ACCOUNTABLE COFFEE : DAY 19 : Tyler Whisnand

ACCOUNTABLE COFFEE : DAY 19 : Tyler Whisnand

Tyler Whisnand
Creative Director at W+K, Artist, Thinker

The Art that I’ve made—well, I enjoy getting lost in it. It is relaxing and it takes you away. One of my favorite art teachers in school took us out of the studio, outside to play tag. This was in college and I hadn’t played tag in years. We had the best time. We were kind of wondering why we were playing tag during art class. Afterwards, we were exhausted and our teacher, she said “You know that feeling you get when you are playing tag? You completely forget everything and you are only focused on that. That is the way you should feel when you make art.”

I got in trouble with my camera one time, it jammed on me. I called the guy who sold me the camera. He was in Holland and I was here in Portland. The camera is a Leica M6 and it jammed. I couldn’t get it to work, so I called the guy and I said “Is there some special trick?” And he said, “No that’s unusual. What were you doing?” I said, “ I was shooting pictures really quickly.” He said, “You were shooting quickly? C’mon, you were shooting too fast. That camera is for someone who looks and thinks. Its not a digital camera.” That was a huge lesson. Sometimes you do get excited about what you are doing, but its good to breathe, as well, when you are doing it.

There should be no difference (between personal and commercial creativity). In the professional world you are working with other people but if the work you’re making doesn’t have yourself in it, it is of little consequence and it won’t be any good.

If you are just doing what people tell you to do, it’s not going to be good anyway.

There is the madness of popular creativity. You can react to it. You can make fun of it in some regard or be curious about. I think a lot of artists become curious by what the vernacular is. Like, how are you supposed to take a photograph? We are taught very young what that means, because we are told to pose for a photograph. We know how a photograph is supposed to be taken. You are supposed to look at the camera and you are supposed to sit a certain way or turn a certain way and you’re suppose to smile. You learn the vernacular so it is up to creative people or artists to work with that vernacular to change it, go against it, react to it. You can also be curious by what you find. I think if you went through everyone in this room’s albums, you could find that they are incredibly similar. I think it takes an artist to come up with concepts like that and celebrate the connection.

If you study the history of art, if you are aware of what has gone before and what is happening now, you are in touch with human history.

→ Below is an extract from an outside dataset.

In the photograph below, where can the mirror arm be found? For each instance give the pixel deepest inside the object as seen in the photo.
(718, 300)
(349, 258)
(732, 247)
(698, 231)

There is no better survey of accomplishment, strife, birth and re-birth, death, destruction, religion, politics, history than to study the history of art.

You will make a lot of friends (when you study art), because you will know these artists, you will know these paintings, you will know these sculptures, these works of art and wherever you go in the world you can stop in and say hello to them. Like if you are in London, you can stop in and say hello to Rubens or Gainsborough or Mr. Norman Foster, Francis Bacon. If you are in Spain you can visit Goya. And they give you strength. I think that is the most exhilarating thing. You can’t really put your finger, exactly, on what each thing means, it just does. There is something special about it. I think that is why we as a society build museums, because there is something special about it that is vital to who we are.

And it constantly changes. It inspires you in your daily life. It’s why you need poetry. Sometimes, you need things in your life that don’t make sense, they just make you feel a certain way. There is no qualifying it. There is no top 40 radio station that will give that to you.